= Bqaatouta =

Village on the upper mountains of Keserwan District, Lebanon

Bqaatouta (بقعتوتا) is a village located on the upper mountains of Keserwan District, Lebanon, at an average altitude of 1,300 metres aboved sea level. Its population is around 1,650 persons (Maronites). It is 45 kilometres from Beirut. It is known for its dry and healthy air as well as for its apple gardens. It has a historic monastery (1767) dedicated to St Mary and two other old churches. It is home for the Sannine bottled water company. Other important employers include the Hajj concrete and construction company.
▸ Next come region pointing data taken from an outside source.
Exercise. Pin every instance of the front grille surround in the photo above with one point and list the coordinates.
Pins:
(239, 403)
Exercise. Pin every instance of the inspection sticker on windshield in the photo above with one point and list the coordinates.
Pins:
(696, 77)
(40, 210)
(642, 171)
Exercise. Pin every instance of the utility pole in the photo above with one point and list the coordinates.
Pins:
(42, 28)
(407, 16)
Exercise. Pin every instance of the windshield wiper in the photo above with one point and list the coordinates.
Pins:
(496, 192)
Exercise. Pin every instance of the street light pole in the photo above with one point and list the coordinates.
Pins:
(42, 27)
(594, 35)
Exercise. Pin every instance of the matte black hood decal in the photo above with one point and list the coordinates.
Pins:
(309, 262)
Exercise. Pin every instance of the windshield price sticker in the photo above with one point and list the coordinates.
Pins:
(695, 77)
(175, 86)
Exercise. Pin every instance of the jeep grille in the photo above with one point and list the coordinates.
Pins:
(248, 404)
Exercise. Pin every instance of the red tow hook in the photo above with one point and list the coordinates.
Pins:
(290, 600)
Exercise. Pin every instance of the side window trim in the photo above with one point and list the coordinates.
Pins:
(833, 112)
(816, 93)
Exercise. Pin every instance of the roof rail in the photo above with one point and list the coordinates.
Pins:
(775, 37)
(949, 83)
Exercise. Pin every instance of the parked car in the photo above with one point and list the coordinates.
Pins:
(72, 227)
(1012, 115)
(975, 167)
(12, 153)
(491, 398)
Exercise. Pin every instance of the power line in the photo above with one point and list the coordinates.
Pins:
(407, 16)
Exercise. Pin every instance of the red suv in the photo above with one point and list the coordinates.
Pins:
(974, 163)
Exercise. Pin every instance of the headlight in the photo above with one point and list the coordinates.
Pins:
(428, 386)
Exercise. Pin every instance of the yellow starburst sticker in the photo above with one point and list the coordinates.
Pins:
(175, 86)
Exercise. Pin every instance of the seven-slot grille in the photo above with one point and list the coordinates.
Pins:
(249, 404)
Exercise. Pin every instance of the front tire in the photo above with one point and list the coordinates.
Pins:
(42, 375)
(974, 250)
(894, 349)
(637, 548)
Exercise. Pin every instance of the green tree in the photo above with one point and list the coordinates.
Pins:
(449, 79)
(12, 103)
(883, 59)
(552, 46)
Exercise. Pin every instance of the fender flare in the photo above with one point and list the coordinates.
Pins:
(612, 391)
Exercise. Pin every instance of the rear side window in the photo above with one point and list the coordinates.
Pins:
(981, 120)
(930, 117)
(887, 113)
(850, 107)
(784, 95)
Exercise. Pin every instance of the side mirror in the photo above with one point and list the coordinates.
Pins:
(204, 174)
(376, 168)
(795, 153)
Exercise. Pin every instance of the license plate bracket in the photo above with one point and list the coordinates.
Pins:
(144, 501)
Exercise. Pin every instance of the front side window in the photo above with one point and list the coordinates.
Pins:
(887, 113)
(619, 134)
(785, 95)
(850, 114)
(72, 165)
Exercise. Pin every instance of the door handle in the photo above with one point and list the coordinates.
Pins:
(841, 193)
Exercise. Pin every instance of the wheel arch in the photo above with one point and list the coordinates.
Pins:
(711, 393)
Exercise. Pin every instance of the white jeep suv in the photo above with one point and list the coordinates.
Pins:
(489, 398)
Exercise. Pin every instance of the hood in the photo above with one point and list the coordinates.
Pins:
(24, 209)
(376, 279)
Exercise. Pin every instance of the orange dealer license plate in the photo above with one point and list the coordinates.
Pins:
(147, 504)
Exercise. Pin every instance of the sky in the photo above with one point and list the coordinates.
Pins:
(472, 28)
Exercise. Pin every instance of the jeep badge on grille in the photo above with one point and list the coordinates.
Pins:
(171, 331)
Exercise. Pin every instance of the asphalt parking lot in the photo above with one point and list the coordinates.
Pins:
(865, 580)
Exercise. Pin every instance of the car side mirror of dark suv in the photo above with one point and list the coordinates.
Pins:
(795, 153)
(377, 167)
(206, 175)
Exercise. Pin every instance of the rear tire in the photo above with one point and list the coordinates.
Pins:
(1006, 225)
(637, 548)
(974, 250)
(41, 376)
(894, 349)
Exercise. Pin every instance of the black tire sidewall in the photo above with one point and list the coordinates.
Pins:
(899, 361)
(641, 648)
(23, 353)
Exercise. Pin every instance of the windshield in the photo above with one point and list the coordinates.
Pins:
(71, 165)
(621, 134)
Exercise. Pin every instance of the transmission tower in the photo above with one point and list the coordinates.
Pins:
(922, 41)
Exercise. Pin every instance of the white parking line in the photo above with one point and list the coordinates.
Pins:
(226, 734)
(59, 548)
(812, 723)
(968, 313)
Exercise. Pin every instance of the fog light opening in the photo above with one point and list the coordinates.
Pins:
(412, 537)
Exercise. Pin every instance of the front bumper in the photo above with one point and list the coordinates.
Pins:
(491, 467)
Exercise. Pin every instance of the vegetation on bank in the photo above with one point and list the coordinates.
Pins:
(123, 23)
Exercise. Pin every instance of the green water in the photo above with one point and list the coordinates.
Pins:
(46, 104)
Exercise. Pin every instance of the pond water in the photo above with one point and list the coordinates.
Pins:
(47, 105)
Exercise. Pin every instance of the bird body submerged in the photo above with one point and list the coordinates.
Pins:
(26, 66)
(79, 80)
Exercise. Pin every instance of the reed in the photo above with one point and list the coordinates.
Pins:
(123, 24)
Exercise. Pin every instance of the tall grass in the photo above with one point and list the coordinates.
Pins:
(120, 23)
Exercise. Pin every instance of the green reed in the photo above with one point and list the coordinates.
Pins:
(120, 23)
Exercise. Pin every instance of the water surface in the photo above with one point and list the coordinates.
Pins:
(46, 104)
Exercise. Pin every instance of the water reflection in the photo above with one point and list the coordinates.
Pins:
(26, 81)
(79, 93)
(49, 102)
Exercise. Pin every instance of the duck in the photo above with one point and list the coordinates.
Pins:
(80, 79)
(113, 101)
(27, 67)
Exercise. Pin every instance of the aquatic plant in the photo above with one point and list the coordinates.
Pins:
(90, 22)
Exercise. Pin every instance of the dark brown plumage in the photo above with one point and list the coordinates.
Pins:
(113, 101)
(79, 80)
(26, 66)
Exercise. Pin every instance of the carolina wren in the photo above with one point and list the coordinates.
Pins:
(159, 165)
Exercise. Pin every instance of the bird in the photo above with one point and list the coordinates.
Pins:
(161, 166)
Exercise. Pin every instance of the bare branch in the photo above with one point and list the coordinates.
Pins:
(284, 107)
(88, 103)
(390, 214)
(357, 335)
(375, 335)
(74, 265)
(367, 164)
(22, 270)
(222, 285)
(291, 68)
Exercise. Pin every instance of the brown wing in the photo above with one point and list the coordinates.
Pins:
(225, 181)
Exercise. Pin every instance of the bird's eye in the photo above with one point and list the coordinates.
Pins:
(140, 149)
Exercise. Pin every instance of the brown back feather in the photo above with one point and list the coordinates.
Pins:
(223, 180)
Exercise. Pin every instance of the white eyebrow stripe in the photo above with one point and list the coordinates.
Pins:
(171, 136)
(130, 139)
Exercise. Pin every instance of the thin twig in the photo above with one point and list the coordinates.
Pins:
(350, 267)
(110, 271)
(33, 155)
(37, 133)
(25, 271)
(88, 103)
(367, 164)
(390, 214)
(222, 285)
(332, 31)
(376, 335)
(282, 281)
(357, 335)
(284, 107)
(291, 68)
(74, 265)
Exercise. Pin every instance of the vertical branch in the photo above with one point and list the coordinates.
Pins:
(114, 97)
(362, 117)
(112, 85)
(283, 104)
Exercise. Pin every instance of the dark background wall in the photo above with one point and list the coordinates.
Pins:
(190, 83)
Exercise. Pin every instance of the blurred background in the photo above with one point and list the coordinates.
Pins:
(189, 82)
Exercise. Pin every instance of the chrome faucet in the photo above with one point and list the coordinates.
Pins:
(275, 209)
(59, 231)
The village is surrounded by the highest peaks of Metn and Keserwan and lies at the sources of the dog river (Nahr el Kalb) separating the two casas;
Bqaatouta Municipality was created in 2009 and is working closely to transform the infrastructure of the village into a modern and environmentally friendly one. Among these improvements were changes to the houses drains, which are recuperated into a natural waste water treatment facility located on the lower part of the village and functioning only on Rheed beds; one of the largest of its type in Lebanon. . More recently, the municipality managed, through international donation, to secure photovoltaic systems to all the village houses.
Bqaatouta falls also on the LMT (Lebanon Mountain Trail) trail in the midsection between Kfardebian and Baskinta. in 2020 it created a "Heritage trail" linking several archeological, natural and traditional points of interest.